Deep understanding of MapReduce Shuffle

1. How MapReduce works

We analyze the working principle of MapReduce from the perspective of the three roles of Client, JobTracker, and TaskTracker

The client starts a job and submits a JobId to the JobTracker. The resource files required to run the job, such as jar packages, and the fragmentation information input by the client after calculation, are copied to HDFS. The sharding information determines the number of map tasks and is assigned and calculated by the JobTracker.
After JobTracker receives the job task, it places the job in the job queue.
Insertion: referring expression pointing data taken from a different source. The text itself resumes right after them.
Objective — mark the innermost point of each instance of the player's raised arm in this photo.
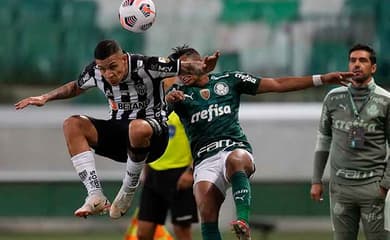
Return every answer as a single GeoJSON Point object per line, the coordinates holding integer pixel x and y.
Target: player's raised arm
{"type": "Point", "coordinates": [200, 67]}
{"type": "Point", "coordinates": [286, 84]}
{"type": "Point", "coordinates": [68, 90]}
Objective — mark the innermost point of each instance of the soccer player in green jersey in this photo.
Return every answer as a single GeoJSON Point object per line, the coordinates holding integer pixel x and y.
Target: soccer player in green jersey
{"type": "Point", "coordinates": [208, 107]}
{"type": "Point", "coordinates": [353, 132]}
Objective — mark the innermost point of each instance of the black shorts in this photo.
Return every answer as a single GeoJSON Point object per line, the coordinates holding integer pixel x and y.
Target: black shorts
{"type": "Point", "coordinates": [114, 142]}
{"type": "Point", "coordinates": [159, 195]}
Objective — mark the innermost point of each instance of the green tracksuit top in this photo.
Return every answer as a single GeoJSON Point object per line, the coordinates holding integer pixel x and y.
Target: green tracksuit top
{"type": "Point", "coordinates": [366, 163]}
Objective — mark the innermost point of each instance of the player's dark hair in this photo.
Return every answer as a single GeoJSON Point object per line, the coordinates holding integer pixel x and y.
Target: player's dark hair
{"type": "Point", "coordinates": [366, 48]}
{"type": "Point", "coordinates": [106, 48]}
{"type": "Point", "coordinates": [184, 50]}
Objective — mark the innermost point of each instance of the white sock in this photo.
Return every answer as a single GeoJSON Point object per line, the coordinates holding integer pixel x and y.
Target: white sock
{"type": "Point", "coordinates": [133, 171]}
{"type": "Point", "coordinates": [84, 163]}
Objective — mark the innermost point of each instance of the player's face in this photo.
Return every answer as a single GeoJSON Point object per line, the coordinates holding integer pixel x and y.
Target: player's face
{"type": "Point", "coordinates": [190, 80]}
{"type": "Point", "coordinates": [114, 68]}
{"type": "Point", "coordinates": [361, 65]}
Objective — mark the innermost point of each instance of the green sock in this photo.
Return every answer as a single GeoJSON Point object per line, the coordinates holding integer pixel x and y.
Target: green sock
{"type": "Point", "coordinates": [242, 195]}
{"type": "Point", "coordinates": [210, 231]}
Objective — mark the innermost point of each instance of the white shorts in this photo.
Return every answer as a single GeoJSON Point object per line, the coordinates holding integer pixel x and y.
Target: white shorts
{"type": "Point", "coordinates": [213, 169]}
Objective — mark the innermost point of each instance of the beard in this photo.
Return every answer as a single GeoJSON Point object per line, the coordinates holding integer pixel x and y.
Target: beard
{"type": "Point", "coordinates": [361, 78]}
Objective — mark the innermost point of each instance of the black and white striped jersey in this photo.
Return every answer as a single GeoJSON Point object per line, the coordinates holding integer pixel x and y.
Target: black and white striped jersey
{"type": "Point", "coordinates": [141, 94]}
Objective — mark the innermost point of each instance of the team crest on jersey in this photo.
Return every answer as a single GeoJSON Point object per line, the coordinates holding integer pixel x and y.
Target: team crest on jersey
{"type": "Point", "coordinates": [372, 110]}
{"type": "Point", "coordinates": [84, 79]}
{"type": "Point", "coordinates": [140, 88]}
{"type": "Point", "coordinates": [221, 89]}
{"type": "Point", "coordinates": [205, 94]}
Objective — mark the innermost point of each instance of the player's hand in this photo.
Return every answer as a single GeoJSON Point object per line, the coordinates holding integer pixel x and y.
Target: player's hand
{"type": "Point", "coordinates": [210, 62]}
{"type": "Point", "coordinates": [36, 101]}
{"type": "Point", "coordinates": [185, 181]}
{"type": "Point", "coordinates": [316, 192]}
{"type": "Point", "coordinates": [342, 78]}
{"type": "Point", "coordinates": [174, 96]}
{"type": "Point", "coordinates": [383, 191]}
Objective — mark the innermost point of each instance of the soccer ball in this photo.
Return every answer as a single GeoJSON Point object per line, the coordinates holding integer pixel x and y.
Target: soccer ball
{"type": "Point", "coordinates": [137, 15]}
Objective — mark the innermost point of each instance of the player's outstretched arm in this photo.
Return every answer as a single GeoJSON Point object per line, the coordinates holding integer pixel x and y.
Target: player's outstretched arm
{"type": "Point", "coordinates": [206, 65]}
{"type": "Point", "coordinates": [286, 84]}
{"type": "Point", "coordinates": [68, 90]}
{"type": "Point", "coordinates": [174, 96]}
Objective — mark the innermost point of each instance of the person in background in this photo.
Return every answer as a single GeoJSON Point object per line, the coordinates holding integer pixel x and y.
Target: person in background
{"type": "Point", "coordinates": [353, 134]}
{"type": "Point", "coordinates": [168, 186]}
{"type": "Point", "coordinates": [208, 107]}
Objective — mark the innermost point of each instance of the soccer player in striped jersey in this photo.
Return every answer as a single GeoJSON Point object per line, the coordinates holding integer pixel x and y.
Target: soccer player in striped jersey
{"type": "Point", "coordinates": [353, 134]}
{"type": "Point", "coordinates": [136, 132]}
{"type": "Point", "coordinates": [208, 107]}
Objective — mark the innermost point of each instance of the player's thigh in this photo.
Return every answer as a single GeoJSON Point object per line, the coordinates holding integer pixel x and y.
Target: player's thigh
{"type": "Point", "coordinates": [209, 199]}
{"type": "Point", "coordinates": [113, 140]}
{"type": "Point", "coordinates": [372, 211]}
{"type": "Point", "coordinates": [159, 139]}
{"type": "Point", "coordinates": [213, 170]}
{"type": "Point", "coordinates": [345, 212]}
{"type": "Point", "coordinates": [146, 229]}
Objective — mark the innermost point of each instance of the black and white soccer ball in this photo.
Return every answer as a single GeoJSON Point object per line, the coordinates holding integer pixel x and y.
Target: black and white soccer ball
{"type": "Point", "coordinates": [137, 15]}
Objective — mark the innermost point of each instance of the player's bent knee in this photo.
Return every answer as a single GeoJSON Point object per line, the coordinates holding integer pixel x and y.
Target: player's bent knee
{"type": "Point", "coordinates": [71, 123]}
{"type": "Point", "coordinates": [140, 128]}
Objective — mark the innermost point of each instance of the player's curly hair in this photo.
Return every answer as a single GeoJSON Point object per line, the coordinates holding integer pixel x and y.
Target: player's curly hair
{"type": "Point", "coordinates": [184, 50]}
{"type": "Point", "coordinates": [106, 48]}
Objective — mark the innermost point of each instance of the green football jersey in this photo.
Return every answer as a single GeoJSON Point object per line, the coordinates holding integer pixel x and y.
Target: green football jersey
{"type": "Point", "coordinates": [350, 164]}
{"type": "Point", "coordinates": [210, 113]}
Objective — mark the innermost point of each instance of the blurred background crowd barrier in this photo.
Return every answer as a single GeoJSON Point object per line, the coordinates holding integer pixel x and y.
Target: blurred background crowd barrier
{"type": "Point", "coordinates": [45, 43]}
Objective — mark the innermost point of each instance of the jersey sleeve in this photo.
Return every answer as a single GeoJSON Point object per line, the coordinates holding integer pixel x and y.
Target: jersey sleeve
{"type": "Point", "coordinates": [324, 138]}
{"type": "Point", "coordinates": [158, 67]}
{"type": "Point", "coordinates": [87, 77]}
{"type": "Point", "coordinates": [246, 83]}
{"type": "Point", "coordinates": [385, 183]}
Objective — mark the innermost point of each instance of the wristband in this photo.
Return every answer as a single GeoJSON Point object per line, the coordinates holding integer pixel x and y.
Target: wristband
{"type": "Point", "coordinates": [317, 80]}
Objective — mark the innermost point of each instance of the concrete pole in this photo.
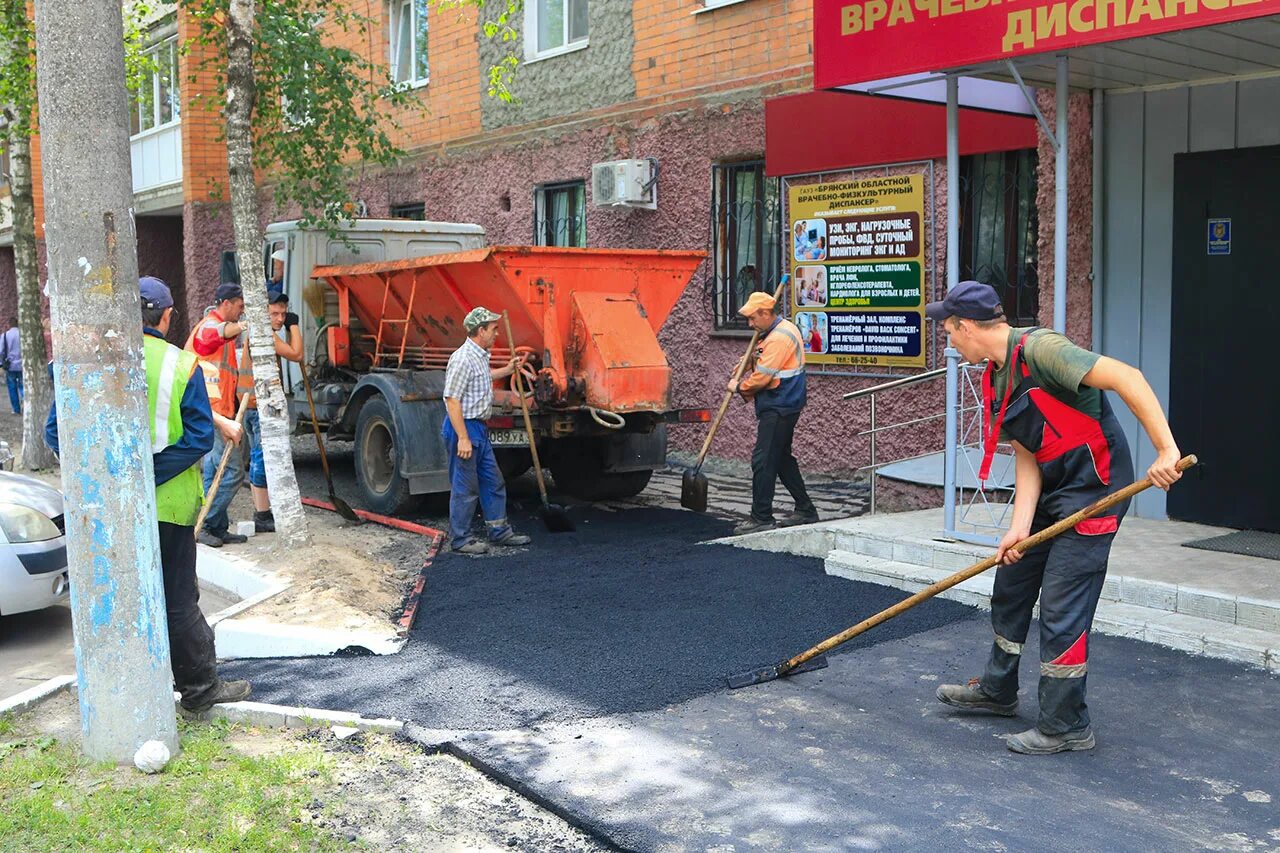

When the job scheduler schedules a job according to its own scheduling algorithm, it will follow the sharding information and provide data for each shard.
Create a map task and assign the map task to TaskTracker for execution. It should be noted that map tasks are not randomly assigned to TaskTracker. For specific reasons, see the principle of data localization introduced in the previous article. The number of maps that can be run on each node is limited. TaskTracker has a fixed number of map slots and reduce slots according to the number of host cores and the size of memory.
TaskTracker will periodically send heartbeats to JobTracker. If the heartbeat is not received for a certain period of time, JobTracker defaults that the TaskTracker node is hung up for resource recovery, and redistributes tasks on this node to other nodes. JobTracker will monitor the execution of the task, and when the execution is complete, the JobTracker will update the status of the job to complete. If a certain number of tasks fail to execute, the job will be marked as failed, and the JobTracker will send the running status information of the job to the Client.

2. In-depth Shuffle process

As shown in the green dashed box: from the output of map() to the input of reduce( ), the middle process is called the shuffle process. The Shuffle process is divided into the Shuffle process on the Map side and the Reduce side:

Map end process:

Ring memory buffer area: Each split data is processed by a map task. The processing result of map will not be directly written to the hard disk, but will be transferred to the ring memory buffer area first. The default size is 100M (can be modified by configuration). When the content of the buffer reaches 80%, it will start to overflow. At this time, the overflow content of the buffer will be written to the disk to form a spill file. Note that this file has no fixed size.
After partitioning and sorting in the memory, it overflows to the disk: The main function of the partition is to specify which reduce task the output result of the map is assigned to. The default is to use the key value of the map output result to take the hashcode and the number of redue tasks configured in the code. Modular operation, the same value is divided into one area, that is, one reduce task corresponds to the data of one partition.

The advantage of this is that it can prevent some reduce tasks from being allocated a large amount of data, and some reduce tasks are allocated only to a small amount or no data, and the processing power of the reduce is average. And in each partition (partition), there will be a sort by key sorting. If the Combiner is set at this time, the result of the sorting will be subjected to the Combine operation, which is equivalent to the local reduce in the map phase. The purpose of this is to make as much as possible Less data is written to disk.
Merging overflow files: With the execution of the map task, the files will continue to overflow until the last record is output. A large number of overflow files may be generated. At this time, these large overflow files need to be merged. The process of merging files will continue Sorting and Combine operations have two benefits: reducing the amount of data written to disk each time & reducing the amount of data transmitted over the network in the next reduce phase. Finally, it merges into a partitioned and sorted large file. At this time, configuration compression processing can be performed, which can reduce the amount of network transmission between different nodes.

After the merge is completed, start copying the data to the corresponding reduce processing, then how to find the reduce task corresponding to the partition data? Simply put, the macro information of the entire cluster is saved in the JobTracker, as long as the reduce task obtains the corresponding map output location from the JobTracker. For details, please refer to the working principle of MapReduce above.